P.A v. United States

Decision Date21 June 2018
Docket NumberCourt No. 16-00047,Slip Op. 18 - 76
PartiesLA MOLISANA S.p.A, Plaintiff, v. UNITED STATES, Defendant, and NEW WORLD PASTA CO. and DAKATA GROWERS PASTA CO., Defendant-Intervenors.
CourtU.S. Court of International Trade

Before: R. Kenton Musgrave, Senior Judge

OPINION AND ORDER

[Sustaining remand results on 18th administrative review of certain pasta from Italy.]

David J. Craven, Travis & Rosenberg, of Chicago, IL, for the plaintiff.

Elizabeth A. Speck, Senior Trial Counsel, Commercial Litigation Branch, Civil Division, U.S. Department of Justice, of Washington, DC, for the defendant. On the brief were Chad A. Readler, Acting Assistant Attorney General, Jeanne E. Davidson, Director, and Reginald T. Blades, Jr., Assistant Director. Of Counsel was Natan P.L. Tuban, Attorney, Office of the Chief Counsel for Trade Enforcement and Compliance, U.S. Department of Commerce.

Paul C. Rosenthal and David C. Smith, Kelley Drye & Warren LLP, of Washington, DC, for the defendant-intervenors.

Musgrave, Senior Judge: This opinion concerns the results of remand of the 18th administrative review ("AR") of the antidumping duty order on certain pasta from Italy pursuant to the prior opinion on the matter. See Slip Op. 17-111 (Aug. 23, 2017).1 Familiarity with that decision is here presumed. To the International Trade Administration, U.S. Department of Commerce ("Commerce" or "Department"), two issues were remanded: (1) whether Commerce failed to provide meaningful opportunity for addressing the agency's differential pricing analysis; and (2) whether Commerce erred in requiring the plaintiff La Molisana S.P.A ("La Molisana" or "LM") to report its pasta sales product shapes in conformity with the existing identities and categories of shapes on Commerce's pasta shape classification list.

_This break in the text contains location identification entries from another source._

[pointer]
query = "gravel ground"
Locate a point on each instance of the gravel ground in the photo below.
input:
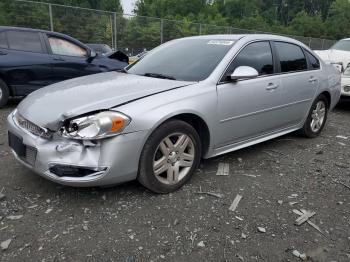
(49, 222)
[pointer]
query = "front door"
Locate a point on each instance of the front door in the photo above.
(69, 60)
(249, 108)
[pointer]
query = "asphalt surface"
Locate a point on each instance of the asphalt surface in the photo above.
(47, 222)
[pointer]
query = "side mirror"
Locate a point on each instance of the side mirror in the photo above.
(244, 72)
(338, 66)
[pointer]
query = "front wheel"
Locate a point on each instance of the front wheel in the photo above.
(317, 118)
(170, 157)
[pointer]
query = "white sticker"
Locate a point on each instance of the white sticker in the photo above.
(220, 42)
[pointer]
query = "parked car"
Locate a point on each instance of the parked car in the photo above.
(188, 99)
(100, 49)
(31, 59)
(339, 54)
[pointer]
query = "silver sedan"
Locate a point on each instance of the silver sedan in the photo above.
(188, 99)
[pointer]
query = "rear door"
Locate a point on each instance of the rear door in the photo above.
(299, 81)
(24, 61)
(69, 60)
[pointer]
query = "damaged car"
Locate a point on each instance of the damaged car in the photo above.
(188, 99)
(339, 56)
(31, 59)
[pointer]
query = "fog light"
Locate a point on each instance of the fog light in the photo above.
(74, 171)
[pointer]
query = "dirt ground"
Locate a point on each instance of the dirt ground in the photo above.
(48, 222)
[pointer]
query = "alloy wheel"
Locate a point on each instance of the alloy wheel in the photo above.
(173, 158)
(318, 116)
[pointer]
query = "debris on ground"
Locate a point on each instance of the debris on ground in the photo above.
(235, 203)
(341, 183)
(248, 175)
(209, 193)
(223, 169)
(301, 213)
(5, 244)
(48, 211)
(2, 196)
(304, 217)
(261, 229)
(201, 244)
(14, 217)
(297, 254)
(342, 137)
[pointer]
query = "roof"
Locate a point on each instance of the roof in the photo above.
(2, 28)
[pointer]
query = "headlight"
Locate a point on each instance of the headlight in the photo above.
(347, 71)
(96, 126)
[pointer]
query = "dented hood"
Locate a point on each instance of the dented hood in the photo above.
(48, 106)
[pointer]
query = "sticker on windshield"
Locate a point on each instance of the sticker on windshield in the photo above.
(220, 42)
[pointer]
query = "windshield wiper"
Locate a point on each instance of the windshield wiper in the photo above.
(162, 76)
(123, 70)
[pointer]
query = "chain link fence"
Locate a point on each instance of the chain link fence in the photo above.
(130, 33)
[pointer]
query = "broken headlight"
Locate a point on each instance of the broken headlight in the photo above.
(347, 71)
(95, 126)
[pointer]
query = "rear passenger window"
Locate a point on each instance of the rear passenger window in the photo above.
(24, 41)
(257, 55)
(314, 62)
(291, 57)
(3, 42)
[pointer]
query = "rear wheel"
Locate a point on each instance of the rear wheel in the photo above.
(4, 93)
(317, 118)
(170, 157)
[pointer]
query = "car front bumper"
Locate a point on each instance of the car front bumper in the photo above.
(345, 86)
(108, 162)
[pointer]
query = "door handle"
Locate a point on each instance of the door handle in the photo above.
(271, 86)
(58, 59)
(312, 79)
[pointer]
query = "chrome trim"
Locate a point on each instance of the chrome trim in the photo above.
(263, 111)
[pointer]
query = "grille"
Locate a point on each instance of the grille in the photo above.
(32, 128)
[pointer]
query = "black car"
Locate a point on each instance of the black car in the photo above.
(31, 59)
(100, 48)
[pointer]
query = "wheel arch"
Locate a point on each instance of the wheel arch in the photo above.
(328, 97)
(193, 119)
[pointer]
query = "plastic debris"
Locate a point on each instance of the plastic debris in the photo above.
(5, 244)
(261, 229)
(223, 169)
(235, 203)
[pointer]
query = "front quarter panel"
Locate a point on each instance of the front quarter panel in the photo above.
(148, 113)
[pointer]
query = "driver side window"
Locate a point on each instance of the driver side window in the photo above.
(257, 55)
(60, 46)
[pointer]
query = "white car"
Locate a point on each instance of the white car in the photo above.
(345, 83)
(339, 54)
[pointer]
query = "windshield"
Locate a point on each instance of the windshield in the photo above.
(185, 59)
(343, 45)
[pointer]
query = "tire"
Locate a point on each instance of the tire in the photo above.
(170, 157)
(316, 121)
(4, 93)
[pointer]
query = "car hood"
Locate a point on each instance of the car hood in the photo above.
(335, 56)
(49, 106)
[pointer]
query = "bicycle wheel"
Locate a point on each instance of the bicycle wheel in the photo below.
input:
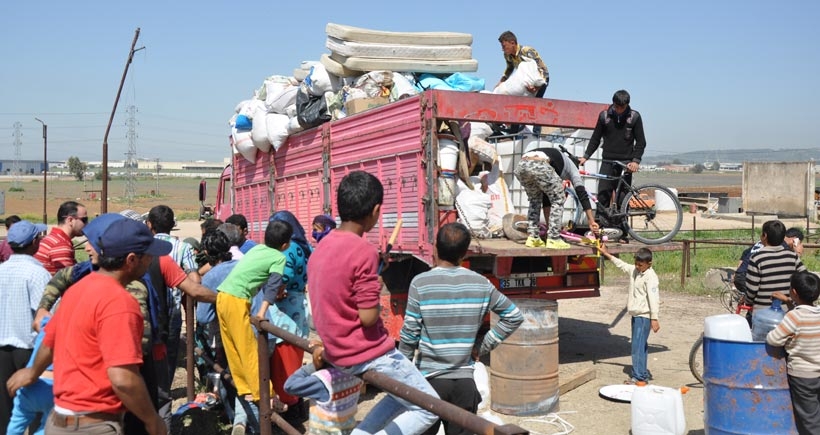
(653, 213)
(730, 298)
(696, 359)
(572, 208)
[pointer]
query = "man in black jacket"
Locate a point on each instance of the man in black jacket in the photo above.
(621, 128)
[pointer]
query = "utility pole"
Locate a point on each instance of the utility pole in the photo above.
(16, 169)
(104, 202)
(45, 170)
(156, 191)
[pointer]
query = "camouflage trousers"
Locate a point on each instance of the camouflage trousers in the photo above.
(539, 178)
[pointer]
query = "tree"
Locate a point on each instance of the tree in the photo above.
(77, 168)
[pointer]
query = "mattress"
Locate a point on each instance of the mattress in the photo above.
(334, 67)
(398, 51)
(409, 65)
(357, 34)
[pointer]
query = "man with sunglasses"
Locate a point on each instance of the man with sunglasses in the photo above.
(56, 249)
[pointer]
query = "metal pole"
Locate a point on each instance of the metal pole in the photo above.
(104, 199)
(45, 170)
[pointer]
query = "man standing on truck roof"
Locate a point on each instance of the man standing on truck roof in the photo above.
(622, 131)
(514, 54)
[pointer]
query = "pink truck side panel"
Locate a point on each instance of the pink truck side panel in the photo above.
(386, 142)
(298, 175)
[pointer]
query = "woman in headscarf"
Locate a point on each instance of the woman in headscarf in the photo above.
(322, 224)
(289, 313)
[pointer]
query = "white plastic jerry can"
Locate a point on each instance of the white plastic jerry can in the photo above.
(657, 410)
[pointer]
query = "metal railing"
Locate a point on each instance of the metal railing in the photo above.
(445, 410)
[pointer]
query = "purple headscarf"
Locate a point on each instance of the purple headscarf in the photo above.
(298, 232)
(327, 224)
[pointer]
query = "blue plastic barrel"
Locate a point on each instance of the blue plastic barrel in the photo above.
(746, 390)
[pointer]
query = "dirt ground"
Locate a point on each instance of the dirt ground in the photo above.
(594, 334)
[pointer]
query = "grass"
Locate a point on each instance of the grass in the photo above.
(704, 257)
(178, 193)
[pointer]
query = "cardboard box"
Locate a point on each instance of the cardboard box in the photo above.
(358, 105)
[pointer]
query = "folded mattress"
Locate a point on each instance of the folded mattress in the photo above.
(334, 67)
(398, 51)
(357, 34)
(406, 65)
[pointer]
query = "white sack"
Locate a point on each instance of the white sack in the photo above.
(480, 129)
(485, 151)
(402, 88)
(499, 196)
(279, 100)
(259, 131)
(474, 208)
(525, 75)
(243, 142)
(277, 129)
(318, 80)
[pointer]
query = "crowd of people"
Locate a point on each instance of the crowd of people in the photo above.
(92, 346)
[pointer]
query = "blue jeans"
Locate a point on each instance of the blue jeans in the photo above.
(29, 401)
(640, 347)
(393, 415)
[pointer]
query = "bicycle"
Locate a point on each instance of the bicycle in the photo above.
(650, 213)
(733, 301)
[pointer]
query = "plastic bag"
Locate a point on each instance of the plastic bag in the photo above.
(465, 82)
(482, 383)
(311, 110)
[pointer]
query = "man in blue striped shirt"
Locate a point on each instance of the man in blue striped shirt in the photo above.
(22, 280)
(445, 309)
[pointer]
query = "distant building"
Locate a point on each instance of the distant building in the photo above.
(27, 167)
(731, 166)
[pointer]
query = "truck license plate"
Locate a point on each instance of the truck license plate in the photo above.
(505, 283)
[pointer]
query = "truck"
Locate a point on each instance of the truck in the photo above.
(398, 143)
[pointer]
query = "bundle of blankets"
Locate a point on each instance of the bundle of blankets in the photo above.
(362, 63)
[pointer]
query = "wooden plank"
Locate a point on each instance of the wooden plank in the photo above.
(576, 380)
(508, 248)
(506, 109)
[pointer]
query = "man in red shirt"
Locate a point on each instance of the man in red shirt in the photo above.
(56, 249)
(94, 341)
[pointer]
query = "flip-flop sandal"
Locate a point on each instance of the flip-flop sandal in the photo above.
(278, 406)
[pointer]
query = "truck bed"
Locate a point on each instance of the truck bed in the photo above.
(509, 248)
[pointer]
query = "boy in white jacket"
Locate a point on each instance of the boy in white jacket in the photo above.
(643, 304)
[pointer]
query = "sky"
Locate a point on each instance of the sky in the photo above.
(705, 75)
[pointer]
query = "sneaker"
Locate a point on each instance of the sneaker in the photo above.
(612, 233)
(557, 244)
(636, 382)
(534, 242)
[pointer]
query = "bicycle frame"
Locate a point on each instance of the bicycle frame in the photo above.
(639, 203)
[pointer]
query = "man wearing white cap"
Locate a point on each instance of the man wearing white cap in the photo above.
(94, 341)
(22, 280)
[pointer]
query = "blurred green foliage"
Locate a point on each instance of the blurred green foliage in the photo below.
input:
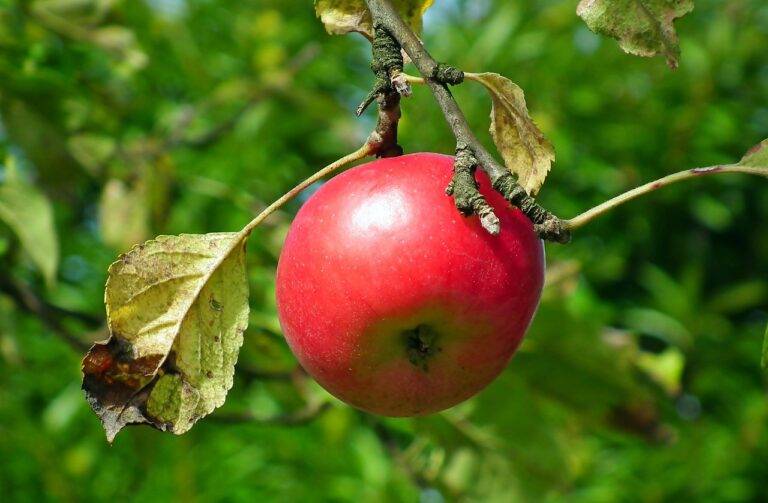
(640, 379)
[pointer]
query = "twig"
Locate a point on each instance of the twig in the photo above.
(589, 215)
(547, 225)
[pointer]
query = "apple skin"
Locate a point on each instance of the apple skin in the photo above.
(396, 303)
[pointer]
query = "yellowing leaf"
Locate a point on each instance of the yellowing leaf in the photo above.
(123, 215)
(757, 157)
(344, 16)
(29, 214)
(525, 150)
(642, 27)
(177, 307)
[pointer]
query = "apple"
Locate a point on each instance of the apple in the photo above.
(396, 303)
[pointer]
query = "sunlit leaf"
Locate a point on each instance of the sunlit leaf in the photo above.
(177, 307)
(123, 215)
(757, 156)
(29, 213)
(642, 27)
(666, 368)
(91, 151)
(525, 149)
(345, 16)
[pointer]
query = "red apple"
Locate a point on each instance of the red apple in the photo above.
(395, 302)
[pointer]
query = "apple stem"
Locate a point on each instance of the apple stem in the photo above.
(601, 209)
(466, 196)
(437, 77)
(367, 149)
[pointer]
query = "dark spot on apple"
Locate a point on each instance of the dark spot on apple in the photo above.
(421, 345)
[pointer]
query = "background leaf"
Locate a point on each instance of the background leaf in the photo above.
(28, 212)
(123, 214)
(345, 16)
(642, 27)
(177, 307)
(525, 149)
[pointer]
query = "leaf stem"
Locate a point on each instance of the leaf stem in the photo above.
(367, 149)
(589, 215)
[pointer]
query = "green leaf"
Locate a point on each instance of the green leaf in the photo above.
(91, 150)
(123, 215)
(765, 350)
(177, 307)
(642, 27)
(344, 16)
(757, 156)
(29, 213)
(525, 149)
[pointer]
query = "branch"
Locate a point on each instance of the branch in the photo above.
(589, 215)
(297, 418)
(436, 75)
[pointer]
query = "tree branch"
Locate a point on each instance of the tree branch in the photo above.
(547, 225)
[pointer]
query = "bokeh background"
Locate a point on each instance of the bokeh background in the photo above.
(640, 379)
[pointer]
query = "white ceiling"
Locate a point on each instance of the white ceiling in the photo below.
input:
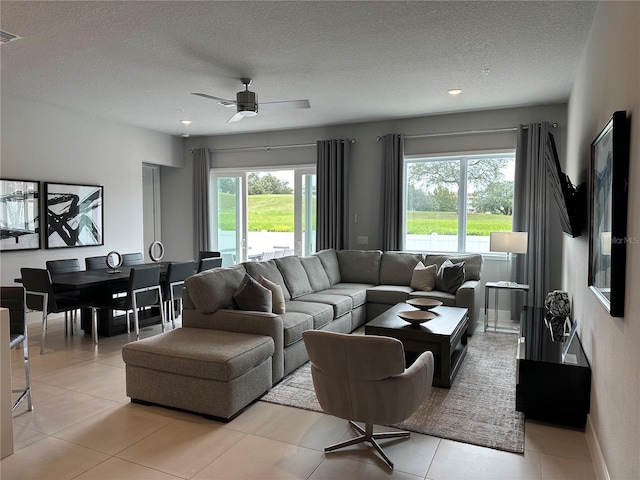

On remand Commerce reconsidered the record and arguments presented by La Molisana on both issues.

I

The "Final Results of Redetermination Pursuant to Court Remand" ("Redetermination"), now on the record (R-PDoc 3), addressed La Molisana's arguments with respect to the differential pricing issue as raised in its administrative case brief, PDoc 208 (Oct. 6, 2015), and via response to La Molisana's comments on the draft remand results, R-PDoc 2 (Nov. 1, 2017), by noting that the Apex Frozen Foods decisions' upholding2 of the application of zeroing when using the average-to-transaction comparison methodology of 19 U.S.C. §1677f-1(d)(1)(B) disposed of La Molisana's methodological arguments, and with respect to La Molisana's seasonality-of-product argument the Redetermination states that there was no analysis or evidence on the recordto support it. The Redetermination also notes that the court had recently found no statistical error inherent when the entire population of respondents' sales in the United States market is analyzed for differential pricing and held the use of "widely accepted thresholds" for the Cohen's d coefficient not arbitrary. Redetermination at 13-16, noting Xi'an Metals & Minerals Import & Export Co. v. United States, 41 CIT ___, ___, 256 F. Supp. 3d 1346, 1364 (2017).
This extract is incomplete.